Mistrust of government is growing, reaching levels only seen twice in the last half-century, a phenomenon that could pay dividends for Republicans in November’s midterm elections, according to a Pew Research Center survey.

Today, just 22 percent of Americans believe that the federal government does what’s right “just about always” or “most of the time.” That is just above the previous low of 17 percent recorded in the summer of 1994. Later that year, Republicans would go on to win 54 seats in the House and retake power in the lower chamber for the first time in 40 years.

“The forces contributing to the current wave of public distrust include an uncertain economic environment, overwhelming discontent with Congress and elected officials, and a more partisan environment,” the report says.

When the survey question was first asked in 1958, the vast majority of Americans believed that the federal government did the right thing most of the time. Back then, 73 percent of Americans said that they believed that the government did what’s right “just about always” or “most of the time.”

Mistrust of government is evident at all levels – federal, state and local. But, no group is viewed as unfavorably as Congress. The poll found that only 17 percent of Americans believe that Congress is doing an excellent or good job.

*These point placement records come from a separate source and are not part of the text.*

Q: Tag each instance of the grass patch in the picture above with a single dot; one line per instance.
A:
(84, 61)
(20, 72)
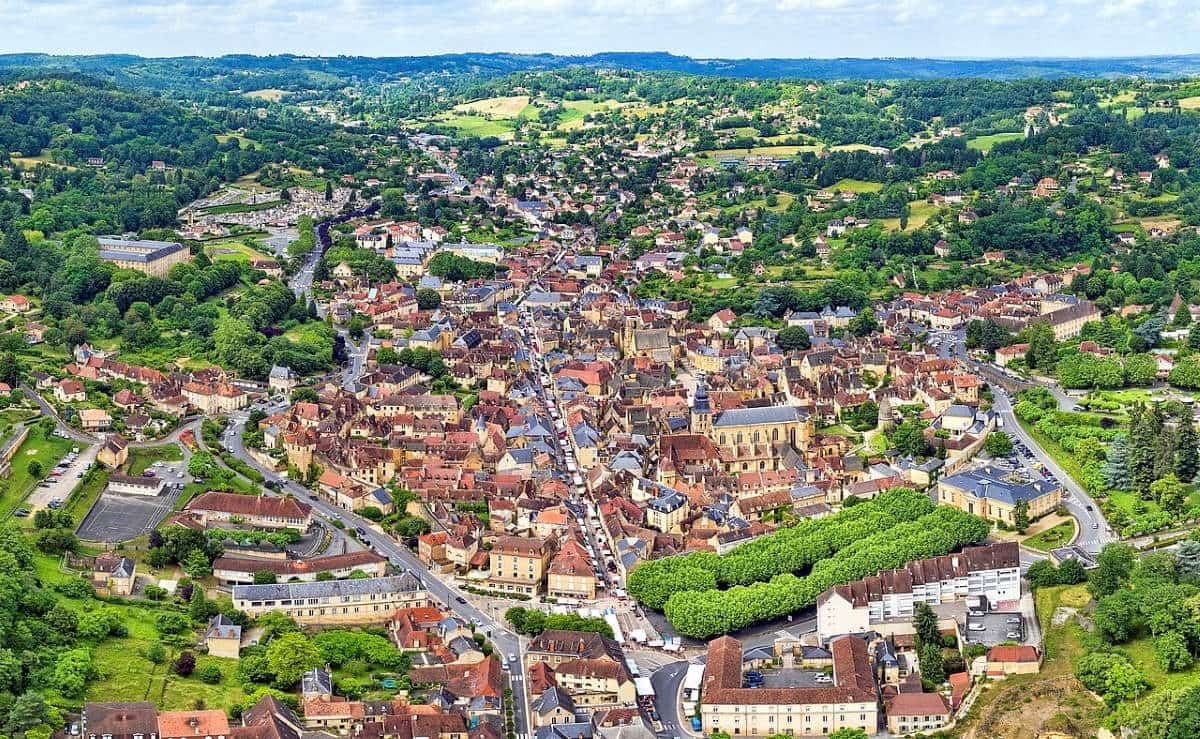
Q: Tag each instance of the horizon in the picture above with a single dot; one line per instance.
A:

While the president is not nearly as unpopular as his former colleagues at the other end of Pennsylvania Avenue, his approval ratings have taken a hit as anti-government sentiment around the country grows. Just 40 percent of respondents said that the president is doing a good or excellent job.

While not confined solely to Republicans, the anti-government views are more likely to be found among those on the right of the political spectrum.

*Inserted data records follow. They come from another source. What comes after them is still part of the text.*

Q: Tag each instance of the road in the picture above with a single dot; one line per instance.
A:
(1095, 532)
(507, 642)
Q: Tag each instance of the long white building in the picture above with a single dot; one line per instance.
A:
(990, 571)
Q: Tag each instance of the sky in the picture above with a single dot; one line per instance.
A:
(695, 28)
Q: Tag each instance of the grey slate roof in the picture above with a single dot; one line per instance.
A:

“Intense anti-government sentiment is highly concentrated among certain groups – Republicans, independents and others who lean Republican, and those who agree with the Tea Party movement,” the report says.

The intensity of that sentiment is evident in the poll results. Nearly one in three Americans – 30 percent – believe that the federal government poses a personal threat to their freedom. 43 percent of respondents said that the federal government has a negative impact on their lives.

One of the most paradoxical findings in the survey was that while most believe that the government has meddled too much into the free market, the majority of Americans want more regulation of financial institutions. The poll found that 58 percent believe that the government has intruded too much into the nation’s economy, but 61 percent want the government to intrude into the economy to regulate Wall Street.

Anger, mistrust and disillusionment are not confined to just government institutions or figures. Banks, large corporations, the news media, unions and the entertainment industry all received very low scores from the American public. The entertainment industry has the highest favorable rating of just 33 percent.

The growing anti-government sentiment on the right is creating a significant enthusiasm gap between Democrats and Republicans, which could prove to be costly for Democrats in November. Republicans, increasingly discontented with the government, are more likely to show up at the polls to vote in the midterm elections.

“Broad public frustration with government and politics is likely to play a major role in the midterm congressional elections this fall, and all signs suggest it benefits the Republican Party,” the report says. “In particular, seven months before the midterm elections, anti-incumbent sentiment has reached record levels, and anti-government sentiment is energizing many Republican-inclined voters.”